About ZIP Unicode Processing
Someone in Shanghai zips a folder of design assets and emails it over.
You extract on macOS and the filenames arrive as
寤鸿_˙??_璁捐.pdf — pure gibberish. A Japanese
contractor sends a ZIP and Windows shows
ƒvƒƒWƒFƒNƒg.txt instead of project.txt. A
German colleague's filenames have ü turned into garbage. The
file contents are intact; the metadata about which encoding
the filenames were stored in never made it into the ZIP, and
your extractor guessed wrong.
This tool reads the ZIP central directory, identifies the original
filename encoding — UTF-8, GBK, GB2312, Shift-JIS / CP932, Latin1 or
CP437 — and re-encodes every entry name to UTF-8 with the proper
Unicode flag set. You can repair the archive in place (output a new
ZIP with corrected names), extract just the file list to verify the
fix before downloading, or override the source encoding manually when
auto-detection picks the wrong one.
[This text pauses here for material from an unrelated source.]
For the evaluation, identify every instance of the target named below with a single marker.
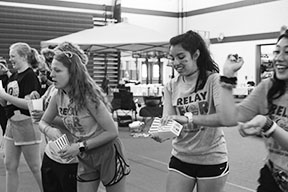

No installing The Unarchiver,
Bandizip or 7-Zip; no fiddling with unzip -O cp932 on
the command line.
Typical scenarios: receiving a ZIP from a colleague on a different OS locale, downloading email attachments where the UTF-8 flag was never set, working with legacy archives created before ZIP 6.3 made UTF-8 metadata standard, or sharing project files across multilingual teams. Archives up to 50 MB are processed in a stateless serverless function and discarded after the response.